M・マクルーハン「グーテンベルクの銀河系」

概要

聴覚文化と視覚文化

本書ではまず、聴覚文化と視覚文化が設定されている。聴覚文化は非文字文化であり、視覚文化は文字文化だけれども、その徹底したかたちが印刷文化だ。(47ページ)
そして、「均質性、画一性、反復性」が文字文化の特徴だとする。そのなかでマクルーハンが強調するのはアルファベット文化、表音文字を用いる文化の特色だ。
ギリシャ文化について次のようなことをいっている。
「このような言葉(形式論理学・科学にとって必要不可欠な正確な言葉)は、記号ならざる一般の言葉からさえも、視覚的要素だけを残してほかの要素のすべてを排除することで成立するような言語でもある」」(93p)

反復という性質と応用知識

有限なアルファベットの反復によって、自然が写生される。これは自然を抽象化して、反復可能なものにしている。量的に無限で、無限に多様にも思える外界の対象を、みずからのうちに内化、つまりコード化していくこと、これが文化だとマクルーハンはいう。(119)そして、その技術として「画一化と複写反復の技術」122がある。
こうした歴史の発展のなかで、画期的だったのが活版印刷の発明であり、それは「均質にして反復可能な<商品>」「最初の大量生産方式」だという。(192)
この結果として経験が細分化され、それにともない、伝統的工芸も細分化され、さまざまな社会的な仕事を専門化する「応用知識」が生み出され、近代につながっていく。(411)

グーテンベルクの銀河系

つまり、表音文字の特色として、「均質・画一・反復」する記号の組み合わせとして世界を表現しうる、ということがある。これを視覚化したのが、グーテンベルクの印刷術だといえる。つまり、活版印刷では、均質で画一な活字を文字通り段組みにして、それが終われば「崩されて元の活字箱に収まってしまう」。ここから「均質な空間」と「視点」からの展望が強調される、「透視画法的視点」が生じる。(173)ここから「地図」も新しい形になる。(「リア王」の地図)(19)
この分割が伝統的工芸に適用されると、「応用知識」として専門化が生じ、また人間に適用されると「画一的な国民生活」「中央集権主義的政府」と「個人主義」「反政府的態度」という、二つの方向性を生むことになる。(358)
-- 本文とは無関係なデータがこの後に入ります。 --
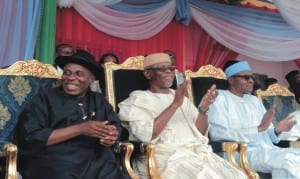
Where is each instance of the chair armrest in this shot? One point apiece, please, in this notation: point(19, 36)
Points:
point(125, 150)
point(229, 148)
point(9, 151)
point(287, 144)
けれども、そのような時代も今や(出版年は1962)終わりつつある、という。
すなわち、現代の科学は視点をはなれている。
「今日の科学はひとつの視点にむけられて努力を積み重ねたりはしない。むしろいかにして視点を持たないかに努める。それは閉じられた系と透視図の方法ではなく、開かれた「場」と判断停止の方法である。」420p
それはホワイトヘッドにより「発明の方法の発明」とよばれたもの、「一連の操作の終点から始め」「そこから開始点へと逆にさかのぼって作業を進める」技術である。また文学の世界でも、ポーの作品や、意識の流れの作品として、グーテンベルクの遺産から自らを開放する方向にすすみはじめている、と指摘される。